Mr CONNOR (Cunningham) .- I do not normally attach very great significance to the statements of the honorable member for Mackellar (Mr. Wentworth), but when reference was made to the police state mentality I thought it was time to take a definite stand and state a definite viewpoint. The example that I quoted was a correct one. In relation to registration I should like to quote from an article by Mr. Walker, lecturer in law at the University of Sydney. The reference to this article is the Australian Law Journal, volume 39, of 30th August 1965. Mr. Walker said on the question of arguments and justification of a case by case approach as is contemplated in the Bill -

The first reason given for the Bill's approach is that the federal enforcement agency, lacking the manpower needed for an effective investigation team, will need to " buy " its information from businessmen themselves. The only way to obtain frank and open disclosure (so the argument goes) is for the government to undertake not to impose any penalty until the specific practice or agreement has been adjudged contrary to the public interest and the parties have had the opportunity of ending it. This is also said to avoid subjecting businessmen to the disturbing scrutiny of " armies of investigators ".

The reference to " armies of investigators " was a reference made by Sir Garfield Barwick in his speech to the 13th Legal

Convention of the Law Council of Australia to which I referred in my earlier contribution. What has business to be afraid of? In particular, little business men will be the ones who will benefit most by the terms of this legislation.

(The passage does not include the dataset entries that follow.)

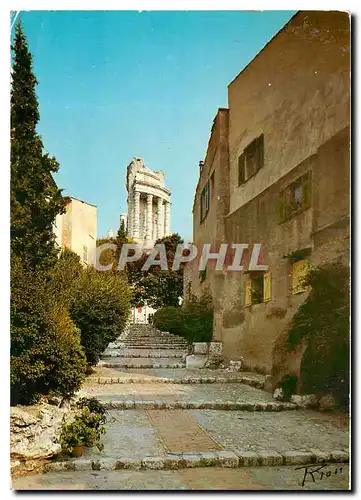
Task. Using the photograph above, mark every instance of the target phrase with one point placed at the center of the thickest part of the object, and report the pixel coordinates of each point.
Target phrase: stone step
(140, 363)
(134, 404)
(174, 461)
(154, 346)
(180, 380)
(134, 353)
(151, 346)
(155, 340)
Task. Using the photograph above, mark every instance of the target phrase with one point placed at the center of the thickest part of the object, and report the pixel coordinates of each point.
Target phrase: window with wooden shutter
(248, 293)
(299, 272)
(241, 169)
(282, 205)
(266, 287)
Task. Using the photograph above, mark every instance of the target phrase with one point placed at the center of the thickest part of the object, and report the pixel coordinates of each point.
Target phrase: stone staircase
(146, 347)
(163, 415)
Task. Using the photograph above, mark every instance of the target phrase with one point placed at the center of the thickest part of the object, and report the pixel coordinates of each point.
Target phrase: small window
(257, 288)
(205, 201)
(85, 253)
(299, 273)
(202, 275)
(212, 184)
(296, 197)
(251, 160)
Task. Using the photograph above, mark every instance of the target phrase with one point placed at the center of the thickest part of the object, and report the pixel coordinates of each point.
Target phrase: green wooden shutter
(241, 169)
(282, 205)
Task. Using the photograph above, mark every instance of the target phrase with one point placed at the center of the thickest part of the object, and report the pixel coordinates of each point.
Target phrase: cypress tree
(35, 198)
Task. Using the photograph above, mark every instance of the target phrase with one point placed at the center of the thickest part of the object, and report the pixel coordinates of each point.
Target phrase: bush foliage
(62, 315)
(193, 321)
(100, 309)
(323, 320)
(46, 354)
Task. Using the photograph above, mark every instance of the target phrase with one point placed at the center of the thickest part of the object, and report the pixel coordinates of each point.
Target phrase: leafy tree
(35, 198)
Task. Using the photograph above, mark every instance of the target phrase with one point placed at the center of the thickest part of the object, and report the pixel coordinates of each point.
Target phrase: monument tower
(148, 204)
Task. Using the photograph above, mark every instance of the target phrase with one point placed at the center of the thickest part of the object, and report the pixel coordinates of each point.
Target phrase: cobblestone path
(166, 423)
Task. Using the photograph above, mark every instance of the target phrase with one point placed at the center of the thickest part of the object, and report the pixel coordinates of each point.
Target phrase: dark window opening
(296, 197)
(251, 160)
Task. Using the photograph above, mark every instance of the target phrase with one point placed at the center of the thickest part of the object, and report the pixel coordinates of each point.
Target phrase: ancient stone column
(136, 214)
(166, 218)
(130, 215)
(160, 222)
(149, 225)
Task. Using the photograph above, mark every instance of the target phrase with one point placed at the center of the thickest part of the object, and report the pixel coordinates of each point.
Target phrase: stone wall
(296, 93)
(34, 429)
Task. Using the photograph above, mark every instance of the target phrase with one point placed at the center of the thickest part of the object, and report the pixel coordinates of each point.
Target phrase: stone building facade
(148, 204)
(76, 229)
(277, 172)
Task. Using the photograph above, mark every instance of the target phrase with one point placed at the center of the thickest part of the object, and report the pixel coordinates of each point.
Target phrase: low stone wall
(203, 354)
(34, 430)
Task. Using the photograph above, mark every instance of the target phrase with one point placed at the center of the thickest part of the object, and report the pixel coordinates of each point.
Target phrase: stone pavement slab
(253, 478)
(284, 431)
(180, 433)
(129, 434)
(179, 392)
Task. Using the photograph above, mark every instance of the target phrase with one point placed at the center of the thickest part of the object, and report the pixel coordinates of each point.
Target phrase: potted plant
(85, 430)
(73, 437)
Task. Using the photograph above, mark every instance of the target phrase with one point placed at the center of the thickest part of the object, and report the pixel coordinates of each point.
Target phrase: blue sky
(113, 85)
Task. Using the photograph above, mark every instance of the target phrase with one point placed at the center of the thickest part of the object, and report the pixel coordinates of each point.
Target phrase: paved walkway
(252, 478)
(177, 418)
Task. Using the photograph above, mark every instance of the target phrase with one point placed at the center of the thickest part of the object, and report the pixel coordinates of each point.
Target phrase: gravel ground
(279, 431)
(255, 478)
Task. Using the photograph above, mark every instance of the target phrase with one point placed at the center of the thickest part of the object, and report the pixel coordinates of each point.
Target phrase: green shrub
(85, 430)
(323, 320)
(100, 310)
(46, 354)
(193, 321)
(198, 319)
(288, 385)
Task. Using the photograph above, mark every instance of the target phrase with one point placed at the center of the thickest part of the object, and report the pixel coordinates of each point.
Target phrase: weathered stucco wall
(84, 229)
(296, 93)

It is aimed mainly at manufacturers and distributors - at the big people - who have been exploiting, oppressing, rigging prices and working their rackets on a scale far in excess of that in any other country of the so-called Western democracies. What have these people to fear if they are under an obligation to register? If they register, then what? It will be some considerable time for certain before the Commissioner can get round to examining them.

Here I point out a further advantage which exists in clause 48, the counterpart of which does not appear to exist in the English restrictive practices legislation. I refer to the right to a preliminary conference. This principle seems to have been lifted wholly out of the United States legislation where, under the terms of the Sherman Act and the Clayton Act, there is a stipulation conference when the parties get together and concessions are extorted - literally - by the anti-trust division of the Attorney-General's Department. But in the Bill this provision has been turned round somewhat and has been made much softer in its impact. In the United States the parties before the commissioner for restrictive practices can present the agreement for examination by the tribunal. When the parties are called together they are asked whether they want to continue their practices, if in the opinion of the commissioner those practices need examination. If the parties choose to back down at that stage they are subject to no penalty of any kind. That is a privilege that does not exist in the terms of the English legislation. I can conceive of no other alternative to registration in the terms outlined.